Today is my son’s eleventh birthday and now that he’s a super-cool-rules-the-school fifth grader, I naively thought we’d moved beyond the desire to bring in classroom treats to celebrate the big day.
Well, no such luck. From the back seat of my car this weekend: “Mom, can we pretty-please-please-please-PLEASE bring donuts for my birthday?”
Of course, there was no way that I — the author of a widely-shared “manifesto” advocating for food-free classrooms — could give in to this request. I tried to gently reason with him and offered some non-food alternatives, but this need to bring in donuts ran deep, people! The topic came up several times over the weekend with ever-increasing intensity. It was getting harder to hold firm and, at one point, I actually started to soften and made a vague reference to the homemade, chocolate- covered strawberries we’d brought in for a birthday a few years ago.
My son immediately seized on this compromise, but then I had to mentally slap myself. As my own Food-in-the-Classroom Manifesto makes clear, even food that’s not junk food can be problematic, from causing allergic reactions to overriding kids’ appetite cues to violating other parents’ food rules. No food means NO FOOD.
Finally, I got my son to come with me to the dollar store, “just to see what we might find.” And once we were there, all sorts of possibilities started to occur to him. There were squirt guns and bouncy balls, Slinkies, bubbles, Silly Putty and more. Eventually we rounded a corner and found some really nice Marvel Avengers figurines, the kind that usually sell for a few dollars more. We loaded up on the figurines (and the squirt guns, which were only 25 cents each), and my son left the store completely enthused.
But when we started to assemble the favor bags at home, the doubts set in. What if girls didn’t like Avenger stuff? What if some of the boys weren’t into it either?
Or, as my son so pithily put it: “The problem with this, Mom, is that everyone likes donuts!”
And that’s the crux of the food-in-the-classroom problem, really.
It takes a little more thought and creativity to come up with non-food treats and rewards and they might not always hit the mark with kids.
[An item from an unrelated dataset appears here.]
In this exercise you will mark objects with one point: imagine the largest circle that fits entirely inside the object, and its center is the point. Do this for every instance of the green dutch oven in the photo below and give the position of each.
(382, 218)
Sometimes the cheap trinket or the special privilege gives a thrill — and sometimes it totally falls flat. But, as Michael Moss (Salt Sugar Fat), David Kessler (The End of Overeating) and others have explained so well, the powerful triumvirate of sugar, salt and fat almost always makes people happy.
I wanted to share this story to show you that even for someone who’s given this matter a lot of (public) thought, moving against the prevailing tide is hard. It takes backbone, it takes creativity and, in this case, it took substantially more money. (We spent about
$40 $30 total on the favor bags, far more than donuts would have cost.)
So will the mighty Marvel Avengers be able to slay the sugary birthday treat? I’ll let you know on TLT’s Facebook page after my son returns home from school . . .
[As a former intellectual property lawyer for Marvel, I can't sign off without explicitly stating that the characters depicted above are TM & copyright Marvel Entertainment, Inc. Please don't sue me, former employer! ]
[Editorial Update 5/28/13: Yes, the Avengers were a hit with boys and girls alike! Whew. And next year, with both of my kids in middle school, the classroom birthday treat will thankfully no longer be an issue for us.]
[Editorial Update 5/28/13: In response to a reader comment about cost, I took a minute to re-do my math and saw that I was off by 10 dollars: $1 per Marvel character and $0.25 for the squirt guns X 24 kids = $30, not $40. That’s just about double the cost of two dozen Dunkin’ Donuts. Not for the first time have have I displayed on TLT my total lack of math ability!]